I've had a change of heart, you see. Early on, working on my first draft, I realised that I needed to make a decision about the general style of my book. Specifically, should I use formal language, or less formal? For example, as the book is written in the first person, should I use the formal I am, or the more chatty I'm? I plumped for the former. It seemed like the right thing to do at the time.
But, re-reading my third draft, I decided my book comes across as a bit too formal in places. The formal language sounds like an affectation at times. Which it is, I suppose. I'm not writing a dissertation, for Pete's sake! I'm supposed to be writing about a place I love, and about subjects which fascinate me: science, history and nature. It's hard to sound enthusiastic when you're being formal. I want my book to sound a bit more like me.
I blame my fancy education. They took the English language very seriously at our school. From Day One, they had us parsing sentences, separating subjects from objects, adverbs from adjectives. They taught us how to punctuate: the correct use of apostrophes, parenthetic commas, Oxford commas, and semicolons. And heaven help you, should you start a sentence with the word And, or, as I once did, refer to a refrigerator as a fridge!
The worst crime, though (with the possible exception of ending a sentence with a preposition) was to write a sentence that wasn't actually a sentence. Like this. And this. Try that in your homework, and expect to see the abbreviation N.A.S. (complete with full-stops, obviously) written in large, red letters alongside it in the margin: Not A Sentence.

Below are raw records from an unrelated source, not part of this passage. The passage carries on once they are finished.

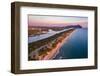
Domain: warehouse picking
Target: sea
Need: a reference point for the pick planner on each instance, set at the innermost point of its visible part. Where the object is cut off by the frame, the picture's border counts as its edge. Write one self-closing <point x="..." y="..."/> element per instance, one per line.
<point x="76" y="46"/>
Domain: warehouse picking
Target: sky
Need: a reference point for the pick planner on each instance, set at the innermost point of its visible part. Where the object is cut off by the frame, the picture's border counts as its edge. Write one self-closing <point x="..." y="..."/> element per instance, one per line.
<point x="45" y="20"/>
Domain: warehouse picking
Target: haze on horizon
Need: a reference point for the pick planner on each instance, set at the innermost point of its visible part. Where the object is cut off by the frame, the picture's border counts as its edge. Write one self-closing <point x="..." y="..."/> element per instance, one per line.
<point x="58" y="21"/>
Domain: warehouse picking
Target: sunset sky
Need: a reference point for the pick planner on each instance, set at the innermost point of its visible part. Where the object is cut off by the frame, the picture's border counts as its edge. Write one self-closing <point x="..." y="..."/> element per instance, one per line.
<point x="42" y="20"/>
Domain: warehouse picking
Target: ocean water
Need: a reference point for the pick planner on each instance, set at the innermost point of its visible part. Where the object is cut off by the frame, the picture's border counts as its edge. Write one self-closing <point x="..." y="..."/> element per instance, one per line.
<point x="76" y="46"/>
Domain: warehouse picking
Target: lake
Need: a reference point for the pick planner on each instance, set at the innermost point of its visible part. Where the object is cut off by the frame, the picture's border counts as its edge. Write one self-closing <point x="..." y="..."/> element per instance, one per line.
<point x="76" y="46"/>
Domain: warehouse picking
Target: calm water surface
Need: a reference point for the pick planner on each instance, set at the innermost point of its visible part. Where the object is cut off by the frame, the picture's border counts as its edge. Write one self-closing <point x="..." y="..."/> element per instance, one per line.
<point x="76" y="46"/>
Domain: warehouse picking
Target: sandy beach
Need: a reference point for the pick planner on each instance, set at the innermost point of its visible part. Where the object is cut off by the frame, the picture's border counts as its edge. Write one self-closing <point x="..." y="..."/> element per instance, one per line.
<point x="55" y="51"/>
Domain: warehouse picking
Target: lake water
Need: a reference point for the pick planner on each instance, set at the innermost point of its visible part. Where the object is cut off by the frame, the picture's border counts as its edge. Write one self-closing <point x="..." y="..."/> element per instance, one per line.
<point x="76" y="46"/>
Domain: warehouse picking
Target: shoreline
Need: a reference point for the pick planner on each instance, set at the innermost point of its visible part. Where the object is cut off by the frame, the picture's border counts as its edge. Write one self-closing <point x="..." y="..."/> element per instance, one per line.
<point x="55" y="51"/>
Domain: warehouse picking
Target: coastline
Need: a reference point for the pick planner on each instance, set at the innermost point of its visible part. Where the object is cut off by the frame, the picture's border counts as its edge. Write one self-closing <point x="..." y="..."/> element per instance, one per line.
<point x="55" y="51"/>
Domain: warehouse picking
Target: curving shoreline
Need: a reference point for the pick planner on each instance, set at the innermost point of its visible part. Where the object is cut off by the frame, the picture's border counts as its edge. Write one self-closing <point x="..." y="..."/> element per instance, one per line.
<point x="55" y="51"/>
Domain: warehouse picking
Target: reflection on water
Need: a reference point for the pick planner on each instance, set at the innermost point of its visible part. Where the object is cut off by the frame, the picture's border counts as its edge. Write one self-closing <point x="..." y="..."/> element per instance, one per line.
<point x="76" y="46"/>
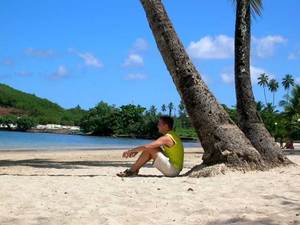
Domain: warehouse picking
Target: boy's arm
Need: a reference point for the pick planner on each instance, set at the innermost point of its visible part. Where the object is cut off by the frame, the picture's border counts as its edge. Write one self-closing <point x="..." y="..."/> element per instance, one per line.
<point x="164" y="140"/>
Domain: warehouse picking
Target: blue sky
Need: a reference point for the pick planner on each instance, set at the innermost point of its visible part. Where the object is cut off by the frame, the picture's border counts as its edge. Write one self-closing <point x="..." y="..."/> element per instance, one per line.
<point x="81" y="52"/>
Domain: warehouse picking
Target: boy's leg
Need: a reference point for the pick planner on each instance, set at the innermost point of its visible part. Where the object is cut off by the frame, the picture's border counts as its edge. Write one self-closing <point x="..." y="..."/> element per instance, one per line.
<point x="144" y="158"/>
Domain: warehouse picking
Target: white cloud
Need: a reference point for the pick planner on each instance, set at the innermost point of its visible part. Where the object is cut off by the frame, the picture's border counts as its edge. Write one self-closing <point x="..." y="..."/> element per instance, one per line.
<point x="135" y="76"/>
<point x="61" y="72"/>
<point x="40" y="53"/>
<point x="8" y="62"/>
<point x="265" y="46"/>
<point x="294" y="55"/>
<point x="134" y="59"/>
<point x="218" y="47"/>
<point x="140" y="44"/>
<point x="90" y="60"/>
<point x="23" y="73"/>
<point x="227" y="76"/>
<point x="222" y="46"/>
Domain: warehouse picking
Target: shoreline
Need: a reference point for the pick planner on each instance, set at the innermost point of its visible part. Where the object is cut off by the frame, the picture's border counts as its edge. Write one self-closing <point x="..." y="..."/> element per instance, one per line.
<point x="81" y="187"/>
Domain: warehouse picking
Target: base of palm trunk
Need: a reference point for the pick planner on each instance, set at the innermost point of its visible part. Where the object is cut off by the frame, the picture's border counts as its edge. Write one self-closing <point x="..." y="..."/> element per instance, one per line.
<point x="204" y="170"/>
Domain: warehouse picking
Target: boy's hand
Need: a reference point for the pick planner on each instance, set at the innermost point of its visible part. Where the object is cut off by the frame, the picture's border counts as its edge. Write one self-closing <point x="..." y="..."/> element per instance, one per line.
<point x="129" y="153"/>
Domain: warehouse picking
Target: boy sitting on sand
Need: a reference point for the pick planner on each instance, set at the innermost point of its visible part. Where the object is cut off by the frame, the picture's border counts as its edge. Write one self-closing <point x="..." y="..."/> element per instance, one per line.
<point x="167" y="152"/>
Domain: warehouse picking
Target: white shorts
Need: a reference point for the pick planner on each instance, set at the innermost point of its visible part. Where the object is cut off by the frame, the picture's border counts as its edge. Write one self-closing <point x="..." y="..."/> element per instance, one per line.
<point x="163" y="164"/>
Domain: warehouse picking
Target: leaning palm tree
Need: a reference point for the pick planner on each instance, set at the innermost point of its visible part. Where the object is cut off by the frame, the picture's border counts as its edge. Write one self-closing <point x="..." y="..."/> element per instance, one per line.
<point x="263" y="81"/>
<point x="288" y="82"/>
<point x="222" y="140"/>
<point x="249" y="118"/>
<point x="273" y="87"/>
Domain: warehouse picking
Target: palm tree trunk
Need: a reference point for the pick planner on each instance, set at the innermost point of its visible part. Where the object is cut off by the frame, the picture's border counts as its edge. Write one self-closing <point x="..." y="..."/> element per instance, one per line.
<point x="248" y="116"/>
<point x="222" y="140"/>
<point x="264" y="91"/>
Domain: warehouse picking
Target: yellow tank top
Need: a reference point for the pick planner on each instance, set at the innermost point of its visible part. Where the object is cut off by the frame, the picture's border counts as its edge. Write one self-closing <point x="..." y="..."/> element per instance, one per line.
<point x="176" y="152"/>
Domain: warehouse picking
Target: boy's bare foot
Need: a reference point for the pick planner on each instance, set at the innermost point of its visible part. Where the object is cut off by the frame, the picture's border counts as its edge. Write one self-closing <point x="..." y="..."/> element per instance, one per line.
<point x="127" y="173"/>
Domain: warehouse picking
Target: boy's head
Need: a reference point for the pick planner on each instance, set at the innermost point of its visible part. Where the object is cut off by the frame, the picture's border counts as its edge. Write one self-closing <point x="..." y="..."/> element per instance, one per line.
<point x="165" y="123"/>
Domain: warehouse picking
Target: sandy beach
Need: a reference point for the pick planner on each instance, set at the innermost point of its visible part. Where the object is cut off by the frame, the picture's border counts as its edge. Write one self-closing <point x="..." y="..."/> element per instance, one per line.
<point x="80" y="187"/>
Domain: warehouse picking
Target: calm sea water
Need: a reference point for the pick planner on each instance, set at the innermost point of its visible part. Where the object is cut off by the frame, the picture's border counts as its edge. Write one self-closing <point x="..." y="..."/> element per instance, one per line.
<point x="11" y="140"/>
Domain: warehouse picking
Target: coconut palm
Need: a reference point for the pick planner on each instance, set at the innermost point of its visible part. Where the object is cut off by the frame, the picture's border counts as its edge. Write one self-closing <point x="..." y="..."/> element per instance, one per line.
<point x="263" y="81"/>
<point x="170" y="107"/>
<point x="222" y="140"/>
<point x="163" y="108"/>
<point x="249" y="118"/>
<point x="288" y="82"/>
<point x="273" y="87"/>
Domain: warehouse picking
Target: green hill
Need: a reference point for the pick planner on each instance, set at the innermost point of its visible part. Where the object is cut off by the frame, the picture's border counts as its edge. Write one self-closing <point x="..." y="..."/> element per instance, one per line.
<point x="41" y="109"/>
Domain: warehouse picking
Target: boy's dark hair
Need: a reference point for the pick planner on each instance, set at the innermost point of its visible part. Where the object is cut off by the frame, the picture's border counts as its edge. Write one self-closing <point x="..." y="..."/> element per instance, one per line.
<point x="168" y="120"/>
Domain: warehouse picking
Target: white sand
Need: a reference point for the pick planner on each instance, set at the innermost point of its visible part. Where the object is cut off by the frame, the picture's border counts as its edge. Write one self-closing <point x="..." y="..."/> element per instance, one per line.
<point x="80" y="187"/>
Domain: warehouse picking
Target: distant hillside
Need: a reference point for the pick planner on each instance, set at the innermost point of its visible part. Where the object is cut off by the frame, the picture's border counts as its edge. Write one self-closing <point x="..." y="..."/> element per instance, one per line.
<point x="15" y="102"/>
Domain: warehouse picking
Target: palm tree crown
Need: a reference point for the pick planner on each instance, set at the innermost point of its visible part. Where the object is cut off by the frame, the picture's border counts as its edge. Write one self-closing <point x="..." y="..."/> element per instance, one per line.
<point x="288" y="81"/>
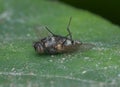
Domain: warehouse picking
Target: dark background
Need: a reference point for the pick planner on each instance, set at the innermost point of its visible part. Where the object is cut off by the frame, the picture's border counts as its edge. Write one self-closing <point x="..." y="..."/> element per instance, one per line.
<point x="109" y="9"/>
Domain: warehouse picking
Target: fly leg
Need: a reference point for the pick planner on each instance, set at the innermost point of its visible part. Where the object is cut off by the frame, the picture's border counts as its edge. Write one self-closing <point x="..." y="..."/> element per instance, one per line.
<point x="50" y="31"/>
<point x="69" y="32"/>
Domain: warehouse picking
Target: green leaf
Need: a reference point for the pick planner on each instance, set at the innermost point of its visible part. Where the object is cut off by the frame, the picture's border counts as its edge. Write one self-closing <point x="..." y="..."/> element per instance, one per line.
<point x="20" y="66"/>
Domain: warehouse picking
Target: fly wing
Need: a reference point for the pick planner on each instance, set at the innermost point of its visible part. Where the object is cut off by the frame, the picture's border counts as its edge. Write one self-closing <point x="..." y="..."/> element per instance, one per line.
<point x="41" y="32"/>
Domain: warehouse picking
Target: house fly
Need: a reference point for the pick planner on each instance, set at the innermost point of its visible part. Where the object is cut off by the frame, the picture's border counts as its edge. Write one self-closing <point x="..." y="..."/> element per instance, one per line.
<point x="56" y="44"/>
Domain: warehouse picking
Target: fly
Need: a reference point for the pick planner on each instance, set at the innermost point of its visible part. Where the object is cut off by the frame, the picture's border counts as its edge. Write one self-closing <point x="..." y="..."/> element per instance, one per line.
<point x="56" y="44"/>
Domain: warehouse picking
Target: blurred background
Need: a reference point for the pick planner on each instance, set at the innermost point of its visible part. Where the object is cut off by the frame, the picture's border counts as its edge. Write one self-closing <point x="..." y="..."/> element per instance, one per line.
<point x="109" y="9"/>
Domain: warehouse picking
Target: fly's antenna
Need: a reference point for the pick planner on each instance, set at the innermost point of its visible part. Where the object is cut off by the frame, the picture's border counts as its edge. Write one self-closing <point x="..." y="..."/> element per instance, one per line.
<point x="69" y="29"/>
<point x="50" y="31"/>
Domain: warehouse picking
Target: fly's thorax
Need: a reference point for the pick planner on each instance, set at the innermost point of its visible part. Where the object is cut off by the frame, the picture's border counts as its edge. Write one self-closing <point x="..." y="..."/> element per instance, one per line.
<point x="50" y="41"/>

I'm very grateful to have been taught English so rigorously at school. These things are important. But, at times, my education gets in the way. I know the rules, and I'm loath to break them.
But then it occurred to me, re-reading my third draft, that I don't worry about using informal language when I write to friends. I've written over 600 letters to my good friend Stense over the last twenty-three years. I don't agonise over grammar when I'm writing to her. Well, I do, but nowhere near as much. I just sit down and write. It's easy. I've had lots of practice. And I always end up sounding like me.
So I've started my fourth draft, making it a little less formal. I've taken to writing I've instead of I have when it seems appropriate—which is most of the time. I'm trying to cut back on my beloved em dashes and semicolons—wonderful punctuation marks, but often, in my case at least, just a lazy way of breaking up over-long sentences. I'm trying to make my sentences shorter. Even if, sometimes, they're no longer proper sentences. I haven't thrown the rule book out the window, but I'm treating the rules more like guidelines these days.
And, the good thing is, I think my book is reading better for it. So far at least.
Now, if only I could stop agonising over the relative merits of it's not versus it isn't!